On Aug. 1, 2002, Mark Winger was sentenced to life in prison with no parole for the murder of his wife and Harrington. To this day, Winger maintains his innocence.
"It wasn't just him being sentenced to life," Simic said. "We were sentenced to a life of a father in prison."
Bailey Simic says she missed having her father around while growing up.
"It was really hard being in school seeing all the other kids have their dads and that relationship," she said. "And now, suddenly, I couldn't just go to my dad's room or have him pick us up from school or anything like that."
Ben Simic was only a year old when his dad went to prison.
"I can look at the pictures and look at myself and say, 'That kid had no idea. He was way too young to know anything that was going on,'" he said.
Rebecca Simic moved out of Springfield with her kids and the home that she'd bought with Mark Winger was foreclosed. Simic, who had been a stay-at-home mom for seven years, filed for bankruptcy.
"I didn't have anything to give my kids. Everything had been taken away.
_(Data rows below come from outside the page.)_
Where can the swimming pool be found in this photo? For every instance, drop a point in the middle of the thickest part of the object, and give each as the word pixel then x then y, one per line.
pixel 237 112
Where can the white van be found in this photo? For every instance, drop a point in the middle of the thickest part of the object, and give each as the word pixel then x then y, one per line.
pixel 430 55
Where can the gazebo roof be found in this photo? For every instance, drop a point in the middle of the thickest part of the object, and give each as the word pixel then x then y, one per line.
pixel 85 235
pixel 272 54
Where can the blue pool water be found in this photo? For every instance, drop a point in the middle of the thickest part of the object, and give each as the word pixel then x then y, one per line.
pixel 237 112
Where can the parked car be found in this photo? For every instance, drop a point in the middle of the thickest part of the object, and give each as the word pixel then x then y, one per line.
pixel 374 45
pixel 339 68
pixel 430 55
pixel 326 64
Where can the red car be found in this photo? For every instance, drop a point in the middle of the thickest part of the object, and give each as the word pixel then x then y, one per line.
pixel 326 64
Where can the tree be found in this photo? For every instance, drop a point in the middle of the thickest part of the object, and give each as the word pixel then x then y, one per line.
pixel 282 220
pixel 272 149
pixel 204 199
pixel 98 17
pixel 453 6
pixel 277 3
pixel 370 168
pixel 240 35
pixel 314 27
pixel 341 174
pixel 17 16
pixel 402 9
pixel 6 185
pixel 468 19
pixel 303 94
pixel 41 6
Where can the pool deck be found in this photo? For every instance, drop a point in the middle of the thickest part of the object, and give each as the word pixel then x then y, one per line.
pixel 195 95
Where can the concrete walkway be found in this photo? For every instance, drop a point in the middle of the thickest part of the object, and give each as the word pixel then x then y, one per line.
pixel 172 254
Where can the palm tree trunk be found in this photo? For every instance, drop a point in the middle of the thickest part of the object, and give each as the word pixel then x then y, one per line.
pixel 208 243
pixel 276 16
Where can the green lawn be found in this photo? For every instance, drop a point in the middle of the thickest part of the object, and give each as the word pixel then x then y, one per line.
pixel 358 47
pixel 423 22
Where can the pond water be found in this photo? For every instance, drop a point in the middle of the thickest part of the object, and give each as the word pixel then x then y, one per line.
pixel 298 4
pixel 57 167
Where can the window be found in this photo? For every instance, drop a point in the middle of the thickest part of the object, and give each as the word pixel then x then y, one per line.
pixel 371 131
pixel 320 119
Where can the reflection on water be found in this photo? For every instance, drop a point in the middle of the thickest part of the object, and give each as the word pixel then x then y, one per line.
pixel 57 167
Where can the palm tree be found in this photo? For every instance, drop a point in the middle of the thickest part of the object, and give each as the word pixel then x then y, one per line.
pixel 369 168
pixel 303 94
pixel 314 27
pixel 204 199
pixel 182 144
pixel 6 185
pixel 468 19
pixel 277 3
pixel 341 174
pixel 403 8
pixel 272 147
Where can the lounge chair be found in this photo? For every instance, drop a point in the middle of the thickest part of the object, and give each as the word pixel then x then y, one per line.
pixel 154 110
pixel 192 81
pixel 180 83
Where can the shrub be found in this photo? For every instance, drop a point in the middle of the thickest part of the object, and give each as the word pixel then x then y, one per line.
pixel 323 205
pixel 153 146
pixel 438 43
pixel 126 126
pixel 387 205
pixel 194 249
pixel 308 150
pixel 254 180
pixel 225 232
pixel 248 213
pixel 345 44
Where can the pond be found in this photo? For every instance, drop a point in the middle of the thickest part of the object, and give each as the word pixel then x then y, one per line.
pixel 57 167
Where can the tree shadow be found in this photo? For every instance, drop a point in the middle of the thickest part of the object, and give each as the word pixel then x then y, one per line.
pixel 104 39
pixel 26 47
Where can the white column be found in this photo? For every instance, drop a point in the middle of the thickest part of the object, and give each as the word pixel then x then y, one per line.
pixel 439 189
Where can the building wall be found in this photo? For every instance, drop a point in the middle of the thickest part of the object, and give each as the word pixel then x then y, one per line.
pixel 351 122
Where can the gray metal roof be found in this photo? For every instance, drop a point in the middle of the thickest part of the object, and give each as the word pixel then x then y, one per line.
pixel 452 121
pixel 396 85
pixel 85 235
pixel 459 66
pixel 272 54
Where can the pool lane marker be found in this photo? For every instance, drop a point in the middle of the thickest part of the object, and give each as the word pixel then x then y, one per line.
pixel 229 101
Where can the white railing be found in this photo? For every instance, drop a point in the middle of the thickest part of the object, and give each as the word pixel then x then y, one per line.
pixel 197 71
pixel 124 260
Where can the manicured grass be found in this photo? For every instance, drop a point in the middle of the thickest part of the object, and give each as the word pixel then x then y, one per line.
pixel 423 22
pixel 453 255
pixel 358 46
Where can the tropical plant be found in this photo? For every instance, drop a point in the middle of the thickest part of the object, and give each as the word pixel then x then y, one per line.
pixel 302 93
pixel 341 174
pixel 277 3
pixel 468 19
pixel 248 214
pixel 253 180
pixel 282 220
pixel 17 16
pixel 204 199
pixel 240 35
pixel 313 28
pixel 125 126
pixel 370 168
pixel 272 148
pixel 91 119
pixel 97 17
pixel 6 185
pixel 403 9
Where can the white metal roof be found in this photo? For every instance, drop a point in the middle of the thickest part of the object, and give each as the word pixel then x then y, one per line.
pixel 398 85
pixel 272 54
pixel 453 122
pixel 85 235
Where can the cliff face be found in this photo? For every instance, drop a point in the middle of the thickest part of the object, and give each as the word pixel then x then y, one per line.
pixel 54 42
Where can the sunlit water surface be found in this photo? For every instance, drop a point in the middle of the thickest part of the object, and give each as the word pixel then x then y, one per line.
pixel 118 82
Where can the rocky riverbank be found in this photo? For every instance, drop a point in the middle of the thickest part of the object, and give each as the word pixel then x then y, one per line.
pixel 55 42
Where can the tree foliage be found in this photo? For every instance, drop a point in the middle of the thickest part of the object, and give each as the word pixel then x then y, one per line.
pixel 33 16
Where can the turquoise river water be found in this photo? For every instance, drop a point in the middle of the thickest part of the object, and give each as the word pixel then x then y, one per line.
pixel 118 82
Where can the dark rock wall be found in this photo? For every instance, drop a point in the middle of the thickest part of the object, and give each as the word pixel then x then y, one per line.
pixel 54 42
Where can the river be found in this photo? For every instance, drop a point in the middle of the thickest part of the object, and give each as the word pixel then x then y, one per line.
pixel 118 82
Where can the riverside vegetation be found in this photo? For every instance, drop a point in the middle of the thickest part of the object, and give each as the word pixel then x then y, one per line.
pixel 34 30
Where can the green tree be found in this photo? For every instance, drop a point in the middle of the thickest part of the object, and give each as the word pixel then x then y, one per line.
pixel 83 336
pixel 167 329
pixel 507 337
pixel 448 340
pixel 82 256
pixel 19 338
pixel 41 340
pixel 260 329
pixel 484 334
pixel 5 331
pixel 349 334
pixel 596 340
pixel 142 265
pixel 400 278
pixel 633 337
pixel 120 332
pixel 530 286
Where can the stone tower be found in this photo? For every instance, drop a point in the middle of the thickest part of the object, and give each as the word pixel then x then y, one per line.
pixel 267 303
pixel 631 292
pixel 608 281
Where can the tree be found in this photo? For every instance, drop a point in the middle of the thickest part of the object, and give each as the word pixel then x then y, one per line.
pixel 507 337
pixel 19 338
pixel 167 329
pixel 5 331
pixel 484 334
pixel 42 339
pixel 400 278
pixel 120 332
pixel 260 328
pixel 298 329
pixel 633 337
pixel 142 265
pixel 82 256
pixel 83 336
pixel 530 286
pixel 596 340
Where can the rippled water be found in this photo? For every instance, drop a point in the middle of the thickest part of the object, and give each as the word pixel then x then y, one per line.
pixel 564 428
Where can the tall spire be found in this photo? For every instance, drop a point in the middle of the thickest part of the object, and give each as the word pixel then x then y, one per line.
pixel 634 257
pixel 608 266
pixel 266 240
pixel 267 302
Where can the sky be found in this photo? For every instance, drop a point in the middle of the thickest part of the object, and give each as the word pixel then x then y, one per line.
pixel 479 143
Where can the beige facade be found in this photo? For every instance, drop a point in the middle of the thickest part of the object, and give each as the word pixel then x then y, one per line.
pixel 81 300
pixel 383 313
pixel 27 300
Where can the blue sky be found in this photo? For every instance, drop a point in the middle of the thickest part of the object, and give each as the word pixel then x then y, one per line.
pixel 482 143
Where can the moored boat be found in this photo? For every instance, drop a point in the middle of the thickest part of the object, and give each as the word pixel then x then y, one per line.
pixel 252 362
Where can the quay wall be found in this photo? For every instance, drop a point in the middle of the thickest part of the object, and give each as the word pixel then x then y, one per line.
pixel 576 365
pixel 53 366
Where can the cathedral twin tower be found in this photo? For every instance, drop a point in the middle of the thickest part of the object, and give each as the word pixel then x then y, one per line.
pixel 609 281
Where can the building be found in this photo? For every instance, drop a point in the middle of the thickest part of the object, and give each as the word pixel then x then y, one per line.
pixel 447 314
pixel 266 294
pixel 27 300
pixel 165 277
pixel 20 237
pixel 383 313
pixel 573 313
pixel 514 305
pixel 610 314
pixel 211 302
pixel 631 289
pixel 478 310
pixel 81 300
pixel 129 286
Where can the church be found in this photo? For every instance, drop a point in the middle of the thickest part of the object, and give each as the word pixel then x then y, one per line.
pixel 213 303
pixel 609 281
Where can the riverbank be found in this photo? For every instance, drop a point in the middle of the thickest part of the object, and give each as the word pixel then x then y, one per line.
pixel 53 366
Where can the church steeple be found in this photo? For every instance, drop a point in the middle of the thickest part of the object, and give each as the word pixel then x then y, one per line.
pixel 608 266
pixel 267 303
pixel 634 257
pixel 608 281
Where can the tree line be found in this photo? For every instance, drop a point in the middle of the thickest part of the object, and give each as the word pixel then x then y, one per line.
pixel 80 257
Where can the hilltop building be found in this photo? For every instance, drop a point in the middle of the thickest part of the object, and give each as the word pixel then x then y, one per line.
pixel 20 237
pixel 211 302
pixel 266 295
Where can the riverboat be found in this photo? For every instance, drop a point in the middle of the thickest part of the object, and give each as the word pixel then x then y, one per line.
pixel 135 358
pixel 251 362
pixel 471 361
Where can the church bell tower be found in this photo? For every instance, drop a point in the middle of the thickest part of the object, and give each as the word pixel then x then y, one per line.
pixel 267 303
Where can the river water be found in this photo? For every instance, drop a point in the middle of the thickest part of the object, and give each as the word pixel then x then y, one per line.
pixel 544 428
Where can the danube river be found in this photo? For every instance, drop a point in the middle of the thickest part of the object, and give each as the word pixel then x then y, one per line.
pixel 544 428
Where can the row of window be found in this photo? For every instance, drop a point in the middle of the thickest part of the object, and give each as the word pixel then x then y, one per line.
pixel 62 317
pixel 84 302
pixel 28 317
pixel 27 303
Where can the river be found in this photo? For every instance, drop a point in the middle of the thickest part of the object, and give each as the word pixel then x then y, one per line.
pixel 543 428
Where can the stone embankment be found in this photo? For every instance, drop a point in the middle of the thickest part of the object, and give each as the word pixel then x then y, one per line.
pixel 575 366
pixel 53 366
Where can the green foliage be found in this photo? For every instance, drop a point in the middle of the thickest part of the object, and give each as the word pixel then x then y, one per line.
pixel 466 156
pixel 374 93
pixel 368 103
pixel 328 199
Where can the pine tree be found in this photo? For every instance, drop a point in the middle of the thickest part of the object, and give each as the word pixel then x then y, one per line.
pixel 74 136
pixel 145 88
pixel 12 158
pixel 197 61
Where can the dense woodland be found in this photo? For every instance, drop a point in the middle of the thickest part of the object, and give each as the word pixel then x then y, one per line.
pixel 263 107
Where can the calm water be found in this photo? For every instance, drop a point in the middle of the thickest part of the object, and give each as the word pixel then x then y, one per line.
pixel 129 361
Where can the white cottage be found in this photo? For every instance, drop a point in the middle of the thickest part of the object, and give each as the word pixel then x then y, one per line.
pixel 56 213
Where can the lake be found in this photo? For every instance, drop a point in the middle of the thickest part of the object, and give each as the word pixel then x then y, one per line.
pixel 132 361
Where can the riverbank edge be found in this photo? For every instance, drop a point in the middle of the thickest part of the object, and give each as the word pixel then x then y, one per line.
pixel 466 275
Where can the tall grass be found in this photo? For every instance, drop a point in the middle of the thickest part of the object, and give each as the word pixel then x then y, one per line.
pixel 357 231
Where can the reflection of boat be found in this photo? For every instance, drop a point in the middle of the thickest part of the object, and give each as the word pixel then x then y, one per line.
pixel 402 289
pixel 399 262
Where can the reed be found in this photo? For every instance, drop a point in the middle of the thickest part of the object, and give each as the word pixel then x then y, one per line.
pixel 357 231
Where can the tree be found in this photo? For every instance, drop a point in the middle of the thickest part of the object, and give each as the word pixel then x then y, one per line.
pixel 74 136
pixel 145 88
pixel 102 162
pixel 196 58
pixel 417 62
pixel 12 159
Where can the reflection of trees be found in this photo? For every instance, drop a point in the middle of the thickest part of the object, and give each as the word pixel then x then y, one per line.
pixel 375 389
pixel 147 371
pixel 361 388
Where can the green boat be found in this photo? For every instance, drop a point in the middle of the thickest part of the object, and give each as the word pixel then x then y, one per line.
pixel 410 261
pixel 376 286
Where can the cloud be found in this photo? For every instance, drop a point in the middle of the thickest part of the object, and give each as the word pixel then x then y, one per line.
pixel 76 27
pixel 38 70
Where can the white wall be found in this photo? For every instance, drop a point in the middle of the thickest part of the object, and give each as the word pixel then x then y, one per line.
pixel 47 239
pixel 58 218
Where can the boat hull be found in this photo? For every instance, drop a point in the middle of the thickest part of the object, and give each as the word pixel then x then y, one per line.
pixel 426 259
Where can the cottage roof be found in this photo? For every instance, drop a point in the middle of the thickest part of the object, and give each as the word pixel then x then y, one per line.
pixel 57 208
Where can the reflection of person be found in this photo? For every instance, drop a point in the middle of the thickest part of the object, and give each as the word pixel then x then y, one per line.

All I had was love," she said.
The family changed their surname from Winger to Simic.
In 2005, Mark Winger was implicated in a murder-for-hire plot where he allegedly tried to put a hit on DeAnn Schultz and a childhood friend who refused to pay his bail.
He was tried and convicted again, this time of solicitation of murder. He was sentenced to an additional 35 years in prison.
Bailey has since reunited with Donnah's family.
"It was so incredible to see that there's this whole big family that loves me and Sara Jane still has my baby picture on her kitchen counter with all of her other grandkids, even though we've been gone for so long," she said.
"We'd been hurt a lot by the same person. But it didn't break us," Rebecca Simic said.
Although Sara Jane Drescher says there will never be closure for the murder of her daughter, the family has worked together to set up Donnah's Fund, which is a part of Women in Distress, an organization that works to provide shelter for women trying to escape abuse.
"I think her legacy will live on through the people that we help," Levin said. "and through the beautiful memories that we have of her."